セイルは深く息を吐いた。自分の創った世界に生きている彼らに争って欲しくはない。しかし、互いの生活や利益が脅かされるとなれば争いが起きるのは必然ということも理解はしていた。争いの状況を見守るべきか、それとも介入すべきか、彼にはまだ判断がつかなかった。

そんな中、フィエナがセイルに提案を持ちかけてきた。

「セイル様、試しに彼らに“きっかけ”を与えてみるのはどうでしょうか?」

「きっかけ?」

「えぇ。争いを解決するための手段を彼ら自身で見つけられるよう、少しだけ手助けをするのです。」

「具体的には、どうするんだ?」

フィエナは微笑みながら、地図を広げた。

「例えば、この森の近くには特殊な水源があって、そこには生えている植物も特別な性質を持っています。具体的に言えば、アースハウンドの食料にもなり、スカイフレイムが巣を作る材料にも適しているんです。」

「つまり、そこに彼らを導けば、争いを止めるきっかけになるかもしれないってことか。」

「恐らくは、ですが。ただし、単に導くだけではなく、その植物がどれだけ貴重で大切かを彼ら自身が理解する必要があると思います。」

フィエナの提案を聞いたセイルは少し考えた後、頷いた。

「やってみる価値はありそうだ。」

セイルはエアレットに協力して貰い、植物の香りに魔力を乗せた導きの風をアースハウンドとスカイフレイムそれぞれの種族に送った。彼らはその導きに従い、ほぼ同じタイミングで水源にたどり着いた。しかし、最初の出会いは予想通りスムーズではなかった。

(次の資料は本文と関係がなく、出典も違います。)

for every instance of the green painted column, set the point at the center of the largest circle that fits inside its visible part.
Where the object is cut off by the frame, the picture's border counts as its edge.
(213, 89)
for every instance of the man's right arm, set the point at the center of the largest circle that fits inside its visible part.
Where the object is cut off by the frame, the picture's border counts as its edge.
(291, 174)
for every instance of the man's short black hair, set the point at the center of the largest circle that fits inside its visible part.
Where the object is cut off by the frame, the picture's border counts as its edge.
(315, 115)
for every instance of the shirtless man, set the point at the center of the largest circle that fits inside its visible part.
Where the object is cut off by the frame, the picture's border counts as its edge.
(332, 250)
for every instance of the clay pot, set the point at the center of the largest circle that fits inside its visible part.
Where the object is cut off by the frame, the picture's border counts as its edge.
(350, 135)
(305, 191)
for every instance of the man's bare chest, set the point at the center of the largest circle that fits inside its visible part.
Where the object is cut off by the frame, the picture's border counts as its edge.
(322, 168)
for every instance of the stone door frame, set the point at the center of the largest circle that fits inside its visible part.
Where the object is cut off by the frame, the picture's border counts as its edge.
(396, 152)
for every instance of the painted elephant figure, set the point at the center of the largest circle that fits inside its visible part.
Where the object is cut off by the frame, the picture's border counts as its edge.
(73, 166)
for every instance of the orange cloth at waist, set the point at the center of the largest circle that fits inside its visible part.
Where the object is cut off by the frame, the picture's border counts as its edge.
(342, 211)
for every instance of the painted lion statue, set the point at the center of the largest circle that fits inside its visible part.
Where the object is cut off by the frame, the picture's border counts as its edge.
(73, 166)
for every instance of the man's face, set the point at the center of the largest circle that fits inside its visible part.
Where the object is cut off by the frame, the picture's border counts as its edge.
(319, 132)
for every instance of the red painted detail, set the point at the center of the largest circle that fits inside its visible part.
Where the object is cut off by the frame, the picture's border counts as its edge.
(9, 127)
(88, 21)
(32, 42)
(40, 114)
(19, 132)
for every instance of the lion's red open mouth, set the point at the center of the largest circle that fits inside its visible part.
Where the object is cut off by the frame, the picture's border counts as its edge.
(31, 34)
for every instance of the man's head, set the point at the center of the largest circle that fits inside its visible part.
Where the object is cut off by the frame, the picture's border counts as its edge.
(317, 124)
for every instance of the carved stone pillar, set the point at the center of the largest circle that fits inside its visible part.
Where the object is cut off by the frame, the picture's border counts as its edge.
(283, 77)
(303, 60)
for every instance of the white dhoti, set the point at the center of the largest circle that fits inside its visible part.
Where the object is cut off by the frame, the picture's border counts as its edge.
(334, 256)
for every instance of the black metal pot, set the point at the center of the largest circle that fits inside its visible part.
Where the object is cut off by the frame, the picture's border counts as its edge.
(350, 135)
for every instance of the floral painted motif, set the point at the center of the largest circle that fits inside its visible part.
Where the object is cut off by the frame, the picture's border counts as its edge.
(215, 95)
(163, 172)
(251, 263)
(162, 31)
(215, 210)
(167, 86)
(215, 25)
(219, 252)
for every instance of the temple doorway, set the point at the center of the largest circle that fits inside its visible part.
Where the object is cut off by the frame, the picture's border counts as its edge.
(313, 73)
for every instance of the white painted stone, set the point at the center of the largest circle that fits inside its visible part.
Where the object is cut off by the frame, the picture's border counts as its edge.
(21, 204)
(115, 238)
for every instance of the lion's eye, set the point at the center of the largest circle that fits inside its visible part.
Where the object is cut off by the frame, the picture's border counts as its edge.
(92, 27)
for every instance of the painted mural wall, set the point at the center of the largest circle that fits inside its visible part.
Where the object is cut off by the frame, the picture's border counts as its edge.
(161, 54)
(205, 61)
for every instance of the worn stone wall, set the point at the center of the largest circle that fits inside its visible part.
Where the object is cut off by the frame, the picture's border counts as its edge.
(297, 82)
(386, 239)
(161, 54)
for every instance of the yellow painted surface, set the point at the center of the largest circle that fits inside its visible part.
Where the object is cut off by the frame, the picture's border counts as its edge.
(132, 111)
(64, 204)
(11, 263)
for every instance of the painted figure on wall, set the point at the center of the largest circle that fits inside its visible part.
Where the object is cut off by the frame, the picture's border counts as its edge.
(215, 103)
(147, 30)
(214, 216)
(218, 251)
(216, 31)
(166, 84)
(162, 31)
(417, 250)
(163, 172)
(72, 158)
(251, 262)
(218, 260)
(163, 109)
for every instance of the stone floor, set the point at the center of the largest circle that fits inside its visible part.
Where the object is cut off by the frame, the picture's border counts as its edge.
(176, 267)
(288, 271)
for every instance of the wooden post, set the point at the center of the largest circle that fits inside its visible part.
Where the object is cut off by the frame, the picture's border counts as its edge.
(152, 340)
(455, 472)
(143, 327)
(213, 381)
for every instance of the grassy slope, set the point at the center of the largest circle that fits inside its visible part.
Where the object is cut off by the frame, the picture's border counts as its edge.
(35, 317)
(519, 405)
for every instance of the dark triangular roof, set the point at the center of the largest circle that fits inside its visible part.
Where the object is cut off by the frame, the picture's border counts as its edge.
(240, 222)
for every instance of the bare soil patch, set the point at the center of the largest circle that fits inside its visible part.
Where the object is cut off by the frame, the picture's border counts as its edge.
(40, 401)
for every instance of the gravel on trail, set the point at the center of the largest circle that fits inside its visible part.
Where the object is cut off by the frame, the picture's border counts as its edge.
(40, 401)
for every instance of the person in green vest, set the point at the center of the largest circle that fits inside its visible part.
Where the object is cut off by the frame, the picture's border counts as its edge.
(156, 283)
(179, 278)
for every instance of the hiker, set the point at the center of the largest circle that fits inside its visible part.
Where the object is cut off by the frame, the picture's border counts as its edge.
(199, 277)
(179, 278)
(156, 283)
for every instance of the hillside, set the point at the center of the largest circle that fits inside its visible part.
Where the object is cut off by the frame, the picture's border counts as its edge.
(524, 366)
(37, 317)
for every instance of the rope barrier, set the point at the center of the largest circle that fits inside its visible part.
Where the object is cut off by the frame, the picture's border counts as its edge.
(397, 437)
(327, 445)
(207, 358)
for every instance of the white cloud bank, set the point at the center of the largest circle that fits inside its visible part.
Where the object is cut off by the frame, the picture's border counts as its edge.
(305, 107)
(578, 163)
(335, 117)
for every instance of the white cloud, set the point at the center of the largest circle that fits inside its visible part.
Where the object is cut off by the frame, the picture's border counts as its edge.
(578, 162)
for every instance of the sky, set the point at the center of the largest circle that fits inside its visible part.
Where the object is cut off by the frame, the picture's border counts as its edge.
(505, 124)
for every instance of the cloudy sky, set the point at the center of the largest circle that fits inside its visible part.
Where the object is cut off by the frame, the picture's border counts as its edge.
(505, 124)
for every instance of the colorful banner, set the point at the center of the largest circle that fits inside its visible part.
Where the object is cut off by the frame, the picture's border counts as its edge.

アースハウンドのリーダーは低く唸り、スカイフレイムの頭領も警戒を強めた。どちらも自分たちの縄張りを主張し、協力するという発想には至らなかった。

「やっぱり、これだけじゃだめかぁ……」

予想はしていたが、上手くいかない状況にセイルは肩を落とした。

しかしリーネは静かな微笑みを浮かべて、セイルに様子を見るように促した。

「焦らないで、セイル。彼らが気づくまでには時間が必要よ。」

セイルはリーネの言葉に励まされ、再び水晶球に目を向けた。

数日後、ある出来事がきっかけで状況が変わり始めた。水源近くに生息していた巨大な捕食者が、スカイフレイムの一羽を襲ったのだ。そこに偶々居合わせたアースハウンドの一頭が、とっさの判断でその捕食者を追い払った。

仲間を助けられたスカイフレイムたちはぎこちないながらもアースハウンドへの感謝を示し始めた。そこからアースハウンドたちもまた、和解の道を探るうちにスカイフレイムが樹上から警戒することで、自分たちが安心して水を飲めることに気づいた。水源の地を共有して守り、利用するうちに徐々に、両者の間に信頼が芽生えていった。

そうして、水源周辺はアースハウンドとスカイフレイムが共同で管理する区域となり、争いは終わりを迎えた。セイルはその様子を見守りながら、胸に熱い感情が込み上げてくるのを感じた。

「きっかけは捕食者から助けたことだろうけど、彼らは共存を選ぶことができた。これで良かったんだよな?」

リーネはセイルの問いに頷きつつも、諭すように一言付け加えた。

「そうね。彼らは自分たちで未来を選んだわ。けれど、種の存続、繁栄のためには争いもまた選択肢の一つよ。」

「分かってるよ。いつもこんなに都合良くはいかないだろうしな。それでも、今回は無事に解決してよかった。」

「セイル様はお優しいのですね。」

フィエナはそう言って柔らかい笑みを浮かべた。
セイルは照れ臭そうに笑ってそれを否定した。

「そんなんじゃない。単に俺の我が儘みたいなものだよ。」

争いの道を越え、共存の道を歩み始めた彼らの姿は、セイルの創造主としての思いを新たにするものだった。水晶球の中の世界は、今日もゆっくりと成長を続けていた。